Neue Regierung
Rauch warnt in München vor österreichischem Beispiel
Er befürchte, dass Österreich Deutschland in dieser Hinsicht vorausgehe, sagte Rauch am Rande eines Besuchs bei der Fraktion der Grünen im bayerischen Landtag am Freitag in München.
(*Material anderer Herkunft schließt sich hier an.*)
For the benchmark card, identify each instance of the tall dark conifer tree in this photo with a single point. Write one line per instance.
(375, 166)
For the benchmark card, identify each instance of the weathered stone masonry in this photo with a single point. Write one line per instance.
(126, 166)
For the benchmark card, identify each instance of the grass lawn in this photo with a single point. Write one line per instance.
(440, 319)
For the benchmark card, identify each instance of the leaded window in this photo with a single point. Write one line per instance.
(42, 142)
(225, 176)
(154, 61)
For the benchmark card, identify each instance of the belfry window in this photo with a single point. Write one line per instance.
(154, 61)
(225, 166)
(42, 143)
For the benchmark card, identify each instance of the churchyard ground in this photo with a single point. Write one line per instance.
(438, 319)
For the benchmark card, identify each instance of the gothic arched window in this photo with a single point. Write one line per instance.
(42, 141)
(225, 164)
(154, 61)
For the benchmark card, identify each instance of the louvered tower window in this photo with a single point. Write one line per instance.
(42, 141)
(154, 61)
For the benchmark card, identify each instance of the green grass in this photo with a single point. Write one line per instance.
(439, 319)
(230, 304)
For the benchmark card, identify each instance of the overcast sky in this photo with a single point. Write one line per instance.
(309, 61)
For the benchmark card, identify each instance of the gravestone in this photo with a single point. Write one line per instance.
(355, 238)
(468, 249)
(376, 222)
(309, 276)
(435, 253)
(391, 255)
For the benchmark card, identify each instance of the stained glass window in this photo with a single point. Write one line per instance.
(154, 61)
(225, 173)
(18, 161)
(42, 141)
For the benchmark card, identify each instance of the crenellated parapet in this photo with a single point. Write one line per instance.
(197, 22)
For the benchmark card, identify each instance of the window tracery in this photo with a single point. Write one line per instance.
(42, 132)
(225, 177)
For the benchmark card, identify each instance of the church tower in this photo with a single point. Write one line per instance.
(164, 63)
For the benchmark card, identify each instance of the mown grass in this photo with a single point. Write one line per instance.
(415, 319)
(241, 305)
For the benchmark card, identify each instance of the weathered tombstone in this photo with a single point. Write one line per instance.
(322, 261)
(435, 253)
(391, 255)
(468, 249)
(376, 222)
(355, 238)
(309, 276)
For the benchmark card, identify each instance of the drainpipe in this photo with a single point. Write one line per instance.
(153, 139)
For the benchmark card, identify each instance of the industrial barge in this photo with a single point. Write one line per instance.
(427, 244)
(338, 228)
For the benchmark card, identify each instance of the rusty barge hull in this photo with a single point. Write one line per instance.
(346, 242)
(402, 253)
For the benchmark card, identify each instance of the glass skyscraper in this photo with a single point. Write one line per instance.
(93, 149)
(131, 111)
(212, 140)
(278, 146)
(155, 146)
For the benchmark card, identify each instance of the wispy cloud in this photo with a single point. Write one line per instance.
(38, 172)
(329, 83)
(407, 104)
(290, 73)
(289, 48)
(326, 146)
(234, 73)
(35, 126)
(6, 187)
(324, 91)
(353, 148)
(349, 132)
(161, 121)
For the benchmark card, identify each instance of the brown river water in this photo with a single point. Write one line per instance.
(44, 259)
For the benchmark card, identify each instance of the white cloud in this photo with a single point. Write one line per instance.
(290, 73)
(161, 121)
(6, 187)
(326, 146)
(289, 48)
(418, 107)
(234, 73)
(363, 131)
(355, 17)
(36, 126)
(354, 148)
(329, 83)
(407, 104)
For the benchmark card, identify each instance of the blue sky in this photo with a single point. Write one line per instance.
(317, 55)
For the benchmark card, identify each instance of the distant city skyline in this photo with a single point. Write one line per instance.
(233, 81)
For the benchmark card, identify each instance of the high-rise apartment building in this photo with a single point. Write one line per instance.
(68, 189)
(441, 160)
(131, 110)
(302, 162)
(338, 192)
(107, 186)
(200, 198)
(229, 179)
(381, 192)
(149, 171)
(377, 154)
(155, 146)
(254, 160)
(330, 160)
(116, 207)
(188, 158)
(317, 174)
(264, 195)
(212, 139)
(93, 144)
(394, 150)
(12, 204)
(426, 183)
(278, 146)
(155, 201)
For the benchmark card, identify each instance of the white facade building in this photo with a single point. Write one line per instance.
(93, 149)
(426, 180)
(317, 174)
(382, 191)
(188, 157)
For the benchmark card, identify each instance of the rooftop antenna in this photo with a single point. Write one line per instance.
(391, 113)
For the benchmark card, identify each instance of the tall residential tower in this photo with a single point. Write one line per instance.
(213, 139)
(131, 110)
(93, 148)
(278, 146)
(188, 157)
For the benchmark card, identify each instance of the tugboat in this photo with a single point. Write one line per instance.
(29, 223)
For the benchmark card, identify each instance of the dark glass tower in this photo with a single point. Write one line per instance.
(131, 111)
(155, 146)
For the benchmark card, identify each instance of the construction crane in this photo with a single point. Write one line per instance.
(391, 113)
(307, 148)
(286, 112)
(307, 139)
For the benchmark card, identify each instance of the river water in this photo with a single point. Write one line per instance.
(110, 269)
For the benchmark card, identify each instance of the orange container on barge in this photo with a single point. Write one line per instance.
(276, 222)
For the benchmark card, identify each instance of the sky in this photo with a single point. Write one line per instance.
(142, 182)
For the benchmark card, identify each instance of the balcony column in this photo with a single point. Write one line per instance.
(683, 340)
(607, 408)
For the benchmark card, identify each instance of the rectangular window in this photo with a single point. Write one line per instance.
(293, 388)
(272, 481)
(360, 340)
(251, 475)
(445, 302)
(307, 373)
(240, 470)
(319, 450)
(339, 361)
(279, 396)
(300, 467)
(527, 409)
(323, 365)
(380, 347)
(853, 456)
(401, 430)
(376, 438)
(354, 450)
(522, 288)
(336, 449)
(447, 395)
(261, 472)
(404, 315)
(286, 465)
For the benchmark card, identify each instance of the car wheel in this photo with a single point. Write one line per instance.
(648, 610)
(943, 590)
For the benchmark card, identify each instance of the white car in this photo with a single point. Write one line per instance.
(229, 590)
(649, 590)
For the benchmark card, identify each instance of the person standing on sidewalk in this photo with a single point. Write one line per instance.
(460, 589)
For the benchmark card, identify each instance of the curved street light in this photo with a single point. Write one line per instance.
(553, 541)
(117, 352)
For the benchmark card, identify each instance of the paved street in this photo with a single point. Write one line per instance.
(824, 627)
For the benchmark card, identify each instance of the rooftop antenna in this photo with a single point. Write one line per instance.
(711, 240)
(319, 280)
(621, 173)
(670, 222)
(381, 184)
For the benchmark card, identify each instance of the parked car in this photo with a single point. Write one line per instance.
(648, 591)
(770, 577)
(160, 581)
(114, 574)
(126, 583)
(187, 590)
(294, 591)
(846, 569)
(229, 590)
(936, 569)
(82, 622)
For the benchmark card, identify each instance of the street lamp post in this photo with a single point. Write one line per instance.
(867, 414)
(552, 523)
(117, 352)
Bei der Bundestagswahl am 23. Februar gehe es nicht nur für Deutschland "um extrem viel".
Zu einer rechtsnationalen Regierung wie sie jetzt in Österreich drohe, komme es, wenn Parteiinteressen vor Kompromissfähigkeit gestellt werden, so der Grünen-Minister. Die Schuld für das Misslingen einer österreichischen Regierungskoalition jenseits der FPÖ gab Rauch vor allem den liberalen NEOS. In einer Situation, in der Russland wie die USA alles daran setzten, Europa zu schwächen, sei es von den Liberalen "verantwortungslos" gewesen, aus den Koalitionsgesprächen auszusteigen.
Rauch kritisierte Söder
Der österreichische Regierungspolitiker kritisierte den bayerischen Ministerpräsidenten und CSU-Vorsitzenden Markus Söder, weil dieser jede Zusammenarbeit mit den Grünen ablehnt. Wenn Söder "mit solcher Aggressivität" auf den Grünen herumhacke, ebne er letztlich den Weg für die Rechtsextremen. Söders Kurs sei "staatspolitisch verantwortungslos", so Rauch.